I never look for inspiration. It always finds me – usually at unexpected times or in strange situations. It’s why I try to keep a small notebook or journal handy so that I can jot thoughts down when they occur. This isn’t always possible, however, like the time I was curling in a mixed league and had a great story idea while I was supposed to be sweeping. The skip wasn’t very happy with me. I’ve gotten random ideas from walking in nature, people watching at the mall or airport, in church (I know, I know… I should have been paying attention to the sermon), while taking a shower, listening to music, cooking dinner… just about anywhere. I usually compile all these ideas in a word document once I find the time, but a notebook or even just a scrap of paper work in the moment.
Here are a few examples.
– I thought of the title for my book My Mother the Man-Eater while in the shower. The actual characters came out of playing ‘The Sims’ on the computer.
– A random song playing on the radio while I was driving inspired my book Play it Again. (I can’t actually remember what the song was anymore.)
– And the Beat Goes On was inspired when I was teaching my own children about creation vs. evolution when we homeschooled.
– I incorporated a combination of things when I wrote Wind Over Marshdale. The setting is my own hometown in Saskatchewan, but some of the characters are composites of people I’ve met in my many moves. (I met adult twin sisters in one town named Marni and Mirna and knew I had to use those names someday.) I was also inspired by several discussions with some of my First Nations friends who were trying to reconcile their Christian faith with certain aspects of native culture. Where is the line drawn between the cultural and the spiritual?

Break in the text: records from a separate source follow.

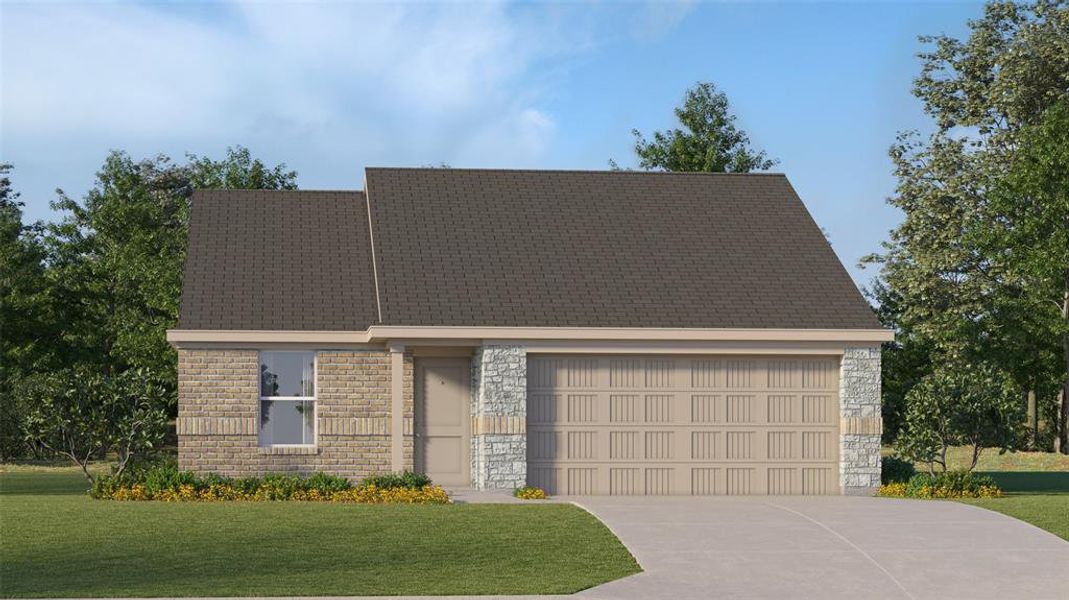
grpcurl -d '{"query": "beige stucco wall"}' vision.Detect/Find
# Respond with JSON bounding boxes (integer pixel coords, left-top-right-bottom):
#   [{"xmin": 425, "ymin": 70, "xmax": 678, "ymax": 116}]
[{"xmin": 176, "ymin": 349, "xmax": 413, "ymax": 479}]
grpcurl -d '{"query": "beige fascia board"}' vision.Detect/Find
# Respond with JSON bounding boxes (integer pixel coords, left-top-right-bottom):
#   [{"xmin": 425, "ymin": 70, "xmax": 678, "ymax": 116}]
[
  {"xmin": 369, "ymin": 326, "xmax": 894, "ymax": 343},
  {"xmin": 519, "ymin": 340, "xmax": 865, "ymax": 355},
  {"xmin": 167, "ymin": 326, "xmax": 892, "ymax": 347},
  {"xmin": 167, "ymin": 330, "xmax": 373, "ymax": 345}
]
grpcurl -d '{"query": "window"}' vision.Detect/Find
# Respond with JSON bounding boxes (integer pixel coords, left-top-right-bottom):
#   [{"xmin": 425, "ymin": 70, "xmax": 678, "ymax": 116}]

– I was having a conversation one day with one of my daughters about the trend of blaming one’s parents for all of one’s adult problems. For some reason I thought of Captain Hook from Peter Pan and thought it would be funny to write a play with Captain Hook as a neurotic female who felt inadequate because her mother always wanted a boy. Hook’s Nemesis is the result.
I don’t think I will ever run out of ideas. So many books, so little time!